Building traffic

It feels like its “EIR Week” at SD&R. I’m hoping that this will be the beginning of an exciting marketing extravaganza, like Shark Week.

But first, breaking news from the world of Alameda Point. Last night, the city council voted unanimously to empower staff to negotiate a revised Agreement with SunCal for Alameda Point. This despite the directed discussion regarding SunCal’s very specific plans to move through a public planning process with plans that will need voter approval. Councilmember deHaan confirmed with SunCal that they would continue to have interest in developing Alameda Point even if the voters rejected their preferred plans, but it was clear that there wasn’t a lot of excitement for it on SunCal’s behalf.

Second, the council recognized the city’s Climate Protection Task Force for their great work on the city’s award winning Local Climate Action Plan. Stay tuned, the next big steps are coming, we’ll talk about them after Labor Day.

We now return to EIR Week, already in progress.

…the EIR on the Transportation Element Update is already released and taking public comment now (you can email your comments to the City’s Planning Department until 9/22/08), it seemed like a good time to write a few things I’ve been meaning to write for a long time. Today’s exciting topic: “Induced Traffic.”

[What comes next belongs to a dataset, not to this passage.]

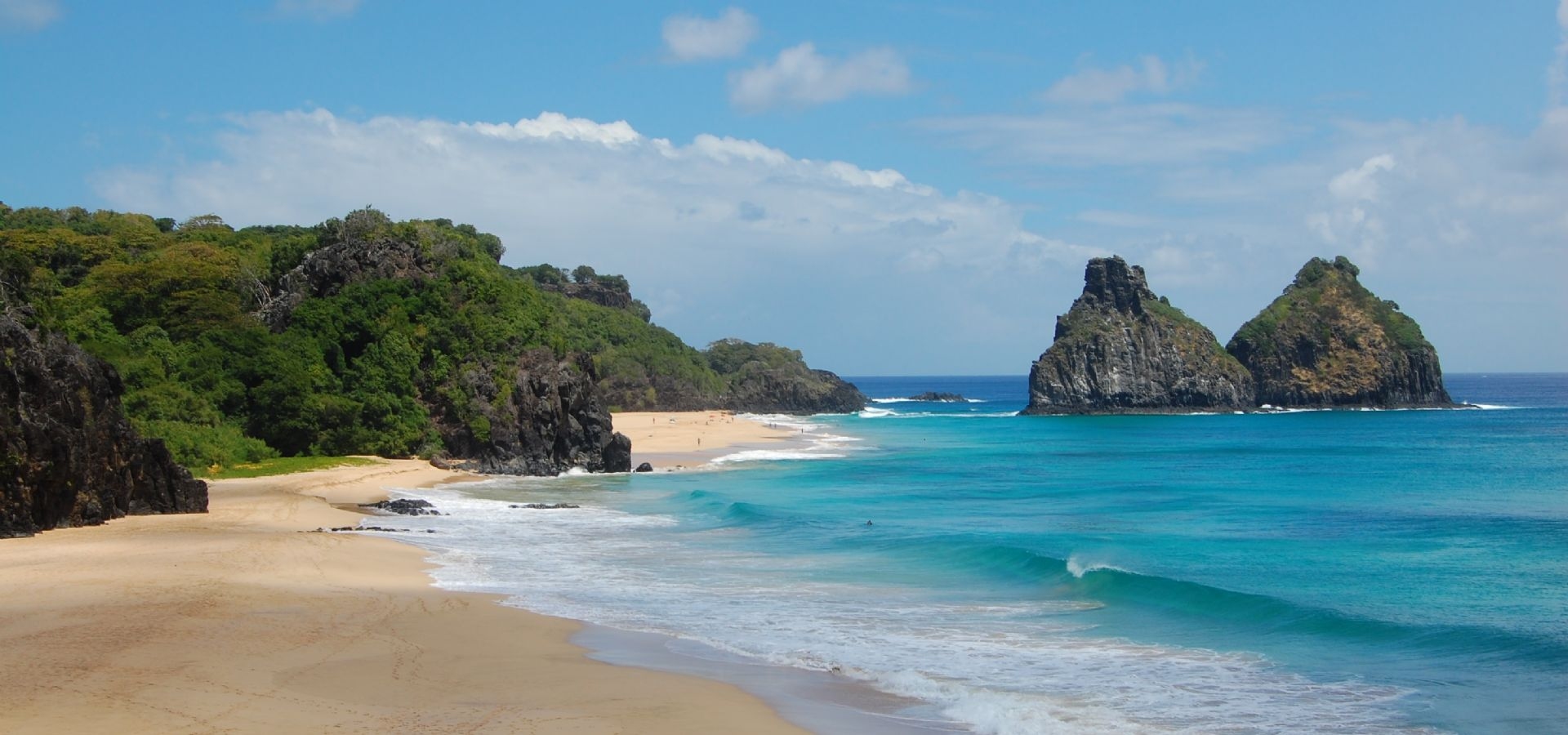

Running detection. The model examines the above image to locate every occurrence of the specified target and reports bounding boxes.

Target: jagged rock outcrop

The concept of “induced traffic” (page 5 is it doesn’t open to it automatically) says that as you add more traffic capacity, the free flowing lanes actually encourage more people to drive and in the end leads to further congestion, just on bigger roads. Quite literally, research (including this 2000 study) shows that trips are actually added that would not have happened otherwise.

“After accounting for other important determinants of travel and for potential simultaneity bias, the estimated elasticity between VMT and lane-miles is estimated at 0.2 to 0.6. This implies that a 10% increase in lane-mileage can result in anywhere from a 2 to 6% increase in total VMT.”  [p. 13]

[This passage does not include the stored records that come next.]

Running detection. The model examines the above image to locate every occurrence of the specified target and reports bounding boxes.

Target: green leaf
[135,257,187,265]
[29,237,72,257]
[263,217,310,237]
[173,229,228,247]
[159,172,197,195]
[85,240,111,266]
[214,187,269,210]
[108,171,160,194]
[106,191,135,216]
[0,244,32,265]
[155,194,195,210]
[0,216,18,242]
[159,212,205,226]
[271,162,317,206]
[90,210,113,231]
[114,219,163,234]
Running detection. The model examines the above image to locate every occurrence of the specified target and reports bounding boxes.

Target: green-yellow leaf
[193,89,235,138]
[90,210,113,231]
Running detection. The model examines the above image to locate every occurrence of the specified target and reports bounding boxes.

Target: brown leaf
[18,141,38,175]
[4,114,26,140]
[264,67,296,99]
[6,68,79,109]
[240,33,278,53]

In Alameda, this encouragement has a major impact on smaller residential streets. While traffic on Otis Dr or Park Street might flow more freely in particular places, there will be more traffic on them, travelling at higher speeds, not to mention more traffic on streets leading to them.

This is one of the reasons I question whether a new bridge (if it was actually feasible) would be in the best interest of our community. The end result would be more traffic on all streets. More crosstown traffic, meaning major impacts on Santa Clara, Buena Vista, Lincoln, etc.